第5話 お殿様接待

「今週末、帰るわ。」

「あ、そうなのね。わかったわ。」

 短い会話をして、電話を切った。

 会社からは、月に二回分の帰省手当が出ているが、夫の秀紀ひできが単身赴任先から家に帰ってくるのは、月に一度。下手をすれば二ヶ月に一度ということもある。

 仕事のためとは言え、夫が家を出ていってしまったようなものだ。

 美優は航平と共に付いて行くと言ったのだが、赴任先は不便だし航平はまだ小さいから可哀想だと言って、単身赴任にした。

 妻がはついていくと言えば、喜んで共に引っ越すのではないかと思っていた。航平だってまだ赤ちゃんだった。転校や転園の心配もなかったのに。

 それでも慣れ親しんだ街を出るのは勇気のいる事だった。その勇気を振り絞って一緒に行くことを決断したのに、秀紀はあっさり断った。

「負担をかけたくないから。」

 という理由で、赴任先で居を構え一人暮らしをして仕事に行く生活をするようになって5年。

 月に一度程度に帰ってきても、

「疲れているから、休ませてくれ。」

 と言って、ほとんど外出もせず寝室に籠もっている。

 だから、帰省の連絡を受けても、大して浮き立たない美優であった。

 夫にはいつもの粗末な、いや素朴な食事を出すわけに行かないので、仕方なく買い物に出る。秀紀はメインが肉と魚の両方用意されていないと機嫌が悪くなるから。たまに帰ってきたときくらい、機嫌よくいてもらいたい。

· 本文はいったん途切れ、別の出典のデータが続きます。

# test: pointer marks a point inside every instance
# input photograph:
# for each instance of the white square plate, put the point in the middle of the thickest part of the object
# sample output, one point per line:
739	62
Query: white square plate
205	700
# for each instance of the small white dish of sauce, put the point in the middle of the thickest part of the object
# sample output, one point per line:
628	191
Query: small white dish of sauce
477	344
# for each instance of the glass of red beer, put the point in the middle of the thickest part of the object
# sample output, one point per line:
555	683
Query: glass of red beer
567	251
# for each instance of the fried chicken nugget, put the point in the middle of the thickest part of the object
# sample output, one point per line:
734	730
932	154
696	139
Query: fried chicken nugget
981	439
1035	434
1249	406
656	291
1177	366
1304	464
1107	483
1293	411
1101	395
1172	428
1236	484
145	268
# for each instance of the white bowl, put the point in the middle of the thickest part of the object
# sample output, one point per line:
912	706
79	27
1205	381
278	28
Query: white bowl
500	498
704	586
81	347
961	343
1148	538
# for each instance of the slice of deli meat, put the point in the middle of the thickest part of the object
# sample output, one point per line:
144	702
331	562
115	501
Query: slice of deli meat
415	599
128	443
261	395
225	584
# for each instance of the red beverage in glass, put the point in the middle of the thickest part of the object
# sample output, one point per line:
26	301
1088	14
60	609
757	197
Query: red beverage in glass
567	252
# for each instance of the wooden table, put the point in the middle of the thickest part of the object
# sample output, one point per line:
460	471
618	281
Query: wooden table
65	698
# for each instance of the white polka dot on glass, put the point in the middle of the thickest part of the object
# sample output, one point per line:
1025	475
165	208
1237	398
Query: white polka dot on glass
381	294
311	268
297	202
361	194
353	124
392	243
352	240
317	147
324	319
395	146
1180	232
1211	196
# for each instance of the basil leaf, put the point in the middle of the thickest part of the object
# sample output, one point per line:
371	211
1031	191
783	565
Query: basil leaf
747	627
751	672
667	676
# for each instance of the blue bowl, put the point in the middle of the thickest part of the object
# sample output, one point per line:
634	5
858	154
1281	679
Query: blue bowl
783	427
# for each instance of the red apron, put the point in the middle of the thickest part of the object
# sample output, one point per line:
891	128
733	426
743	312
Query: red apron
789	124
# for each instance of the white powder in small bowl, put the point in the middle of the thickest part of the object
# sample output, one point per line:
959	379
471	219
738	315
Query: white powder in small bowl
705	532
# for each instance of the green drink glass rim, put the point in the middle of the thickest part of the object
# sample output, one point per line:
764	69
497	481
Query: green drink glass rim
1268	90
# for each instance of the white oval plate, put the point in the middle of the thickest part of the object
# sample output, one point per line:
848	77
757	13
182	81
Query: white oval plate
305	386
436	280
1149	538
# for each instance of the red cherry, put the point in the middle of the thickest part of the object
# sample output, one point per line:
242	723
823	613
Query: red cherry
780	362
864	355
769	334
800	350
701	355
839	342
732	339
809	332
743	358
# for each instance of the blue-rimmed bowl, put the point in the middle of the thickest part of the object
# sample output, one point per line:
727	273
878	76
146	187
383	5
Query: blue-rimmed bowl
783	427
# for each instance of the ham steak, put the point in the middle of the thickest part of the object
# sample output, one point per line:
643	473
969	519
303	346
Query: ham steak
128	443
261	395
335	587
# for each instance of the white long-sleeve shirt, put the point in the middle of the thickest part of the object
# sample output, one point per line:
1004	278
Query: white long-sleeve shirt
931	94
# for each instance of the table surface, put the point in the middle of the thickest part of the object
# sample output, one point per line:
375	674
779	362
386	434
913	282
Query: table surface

 夫が帰ってくると、お殿様のように上げ膳据え膳で迎えてあげなくてはならない。気を遣うので、とても疲れる。正直、帰ってこなくてもいいとさえ思うようになっていた。それでも、生活費を貰っている以上、接待してあげないと。

 航平も、余り嬉しそうではない。父親であることはわかっているのに余り懐かないのは夫がほとんど航平の相手をしてくれないからだ。赤ちゃんの頃から単身赴任で家にいなくて、物心つき始めてからもたまに会うだけの男性に、懐くものだろうか。

「仕方ないよね。まあ、一泊2日の我慢我慢。」

 ブツブツと独り言を言いながら仕事に入る美優は、新規商品のリストを作成していた。セールスポイントを暗記して、お客さんに営業する際にしっかりアピールしなければ。

「何が我慢なんですか?」

「まあ、色々とね。亭主元気で留守がいい、なんていうけどさ。案外、的を得ているなぁ、・・・と。」

「留守なんですか?」

 自分の席でブツブツ言っていたのだが、背後から疑問を投げかけられて振り返る。

 仕事着に着替えた慧也が、立っていた。

 そこに彼がいたことに面食らった美優は、少し間を置いて質問に気軽く答える。

「うちの亭主、単身赴任してるから。でも、案外それも気楽でいいですよ。」

 職場の人間は美優の夫が単身赴任であることを知っている。知らないのは、慧也のようなバイトの子だけだろう。

「前向きぃ。寂しいって言わないなんて、偉いなぁ。」

「寂しくないわけじゃないですけど、やっぱり気を遣うから。」

「旦那さんに気を遣うの?」

「そりゃあ・・・滅多に帰ってこない分、接待してやらなくちゃだし。」

「接待って。営業ですか。」

 美優自身の気が滅入る愚痴のような話を、彼は明るく笑ってくれるので、有難かった。

「美優さんも大変ですね。今度飯でも食いに行きましょうよ。勿論、社食じゃない奴。気晴らしになりますよ。」

 己が耳を疑った。

 なんと、食事に誘われたらしい。美優は目をまん丸くしてから見開いた。